A Graça de contribuir
Nós aprendemos desde cedo que a graça é favor imerecido. É algo que está para além das posses de nossas virtudes. Justamente por essa razão a graça é de graça.
No entanto, na nossa ideia do que seja graça, enquadram-se apenas as felizes, fáceis saborosas e carismáticas manifestações das bênçãos de Deus sobre nós (Ef 1.3). Nunca pensamos em graça como privilégio de sofrer. Todavia, também esta dimensão está presente na teologia do conceito de graça: “Por que vos foi concedida a graça de padecerdes por Cristo, e não somente crerdes nele” (Fp 1.29).
Sem dúvida, tal conceito não tem nada de convidativo e empolgante em si mesmo. Nosso mundo é, a cada dia mais, patrocinador da ideia do não-sofrimento. Somos a sociedade do analgésico. A anestesia psicológica, existencial e social é a nossa maior medicina. Especialmente para aqueles que apesar de viverem no terceiro mundo, mantém o status e o padrão do primeiro.

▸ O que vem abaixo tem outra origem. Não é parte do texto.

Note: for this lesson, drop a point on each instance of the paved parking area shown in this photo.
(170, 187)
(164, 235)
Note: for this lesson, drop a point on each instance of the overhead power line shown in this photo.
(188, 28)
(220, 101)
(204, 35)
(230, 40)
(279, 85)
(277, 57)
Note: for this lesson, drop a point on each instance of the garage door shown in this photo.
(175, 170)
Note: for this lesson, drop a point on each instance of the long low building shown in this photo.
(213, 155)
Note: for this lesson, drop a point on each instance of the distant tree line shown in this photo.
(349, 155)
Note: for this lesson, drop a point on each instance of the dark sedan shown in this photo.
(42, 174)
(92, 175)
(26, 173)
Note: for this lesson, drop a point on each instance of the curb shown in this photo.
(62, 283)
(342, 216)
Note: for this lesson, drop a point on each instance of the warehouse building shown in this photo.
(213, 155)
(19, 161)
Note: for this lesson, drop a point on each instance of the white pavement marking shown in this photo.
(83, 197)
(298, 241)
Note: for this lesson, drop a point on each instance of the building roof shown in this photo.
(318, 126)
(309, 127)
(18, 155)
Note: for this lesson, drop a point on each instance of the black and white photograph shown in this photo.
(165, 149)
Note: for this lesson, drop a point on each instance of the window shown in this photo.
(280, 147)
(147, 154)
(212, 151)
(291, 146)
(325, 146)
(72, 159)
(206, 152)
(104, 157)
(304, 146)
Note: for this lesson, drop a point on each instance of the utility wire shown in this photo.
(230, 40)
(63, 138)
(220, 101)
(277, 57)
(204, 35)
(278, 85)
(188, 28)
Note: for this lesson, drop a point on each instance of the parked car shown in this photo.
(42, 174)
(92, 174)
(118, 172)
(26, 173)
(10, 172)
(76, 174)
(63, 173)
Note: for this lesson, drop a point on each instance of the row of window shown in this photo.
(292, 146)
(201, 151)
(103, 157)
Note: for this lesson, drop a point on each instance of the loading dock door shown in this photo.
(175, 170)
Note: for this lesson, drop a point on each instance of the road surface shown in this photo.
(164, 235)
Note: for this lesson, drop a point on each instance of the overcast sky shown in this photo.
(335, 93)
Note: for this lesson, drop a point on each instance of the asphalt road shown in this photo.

Além da graça de sofrer, há ainda outra graça indesejável – aliás, bem poucos a vêm como graça, como privilégio, como favor imerecido. Trata-se da "graça de contribuir".

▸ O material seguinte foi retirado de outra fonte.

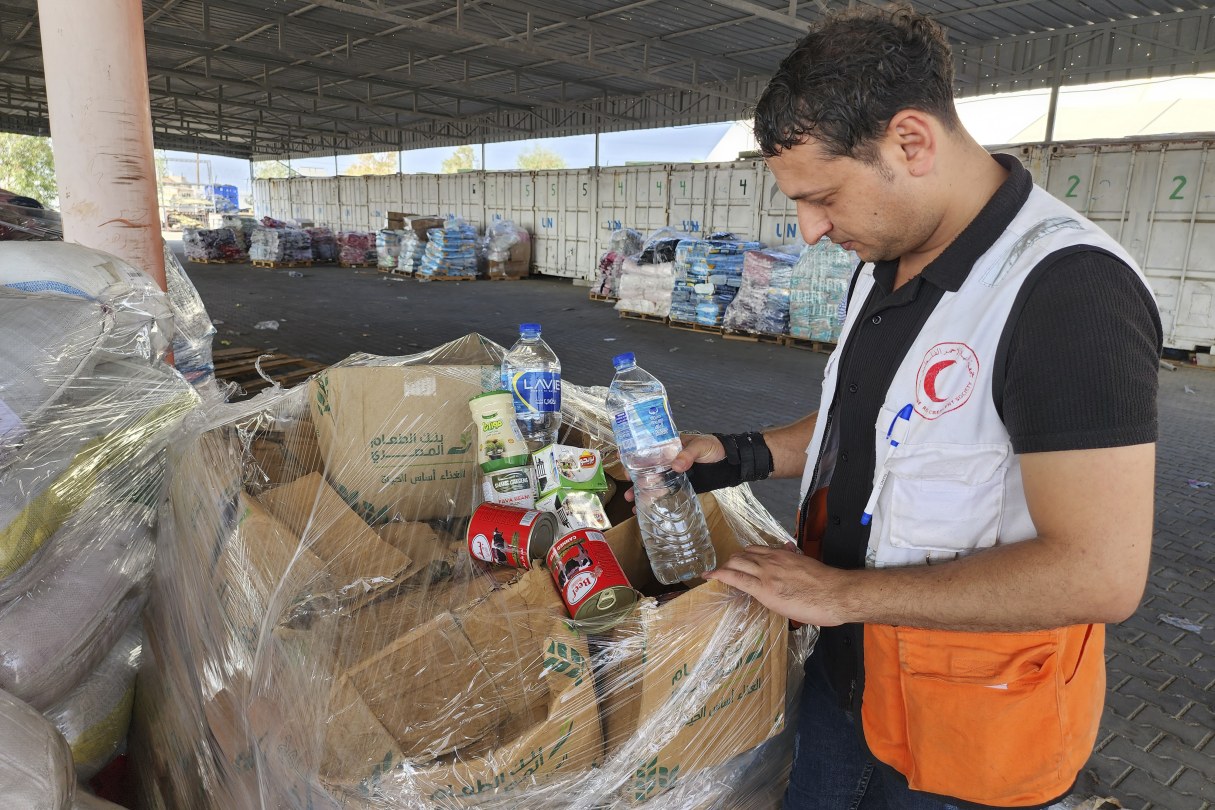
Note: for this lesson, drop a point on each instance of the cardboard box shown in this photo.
(399, 441)
(448, 683)
(729, 701)
(563, 737)
(360, 564)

Percebe-se a contribuição como graça, mais do que qualquer outra ocasião, quando Paulo faz conhecer à igreja de Corinto a atitude generosa e pródiga de amor que permeara o gesto da igreja da Macedônia, quando esta se solidarizou com a comunidade cristã da Judéia – que passava um gravíssimo período de pobreza e fome – enviando-lhe, ainda que sem condições ideais para tal, uma oferta de amor.
Os irmãos da Macedônia não se sentiam dignos de contribuir, de participar da obra de Deus. Por isso, pediam que essa possibilidade lhes fosse criada, ainda que numa expressão de graça, de favor imerecido. Paulo diz aos coríntios:
“Também irmãos, vos fazemos conhecer a graça de Deus, concedida às igrejas da Macedônia; por que no meio de muita prova e tribulação manifestaram abundância de alegria, e a profunda pobreza deles superabundou em grande riqueza da sua generosidade”. (2 Co 8.1, 2)
Desde o início, os cristãos macedônios haviam experimentado perseguições (cf. At 16 e 17; Fl 1.29; 2 Ts 2.13 e ss.), e elas acarretaram a destruição de suas propriedades e saques de suas riquezas. Portanto, o pouco que essas pessoas tinham havia se tornado quase nada, e a situação deles era desesperadora. Mas a graça triunfa sobre as circunstâncias. Se eles experimentavam profunda pobreza, também sabiam “manifestar abundância de alegria”. Por isso, “segundo as suas posses e até mesmo acima de suas posses, deram voluntariamente” (2 Co 8.3).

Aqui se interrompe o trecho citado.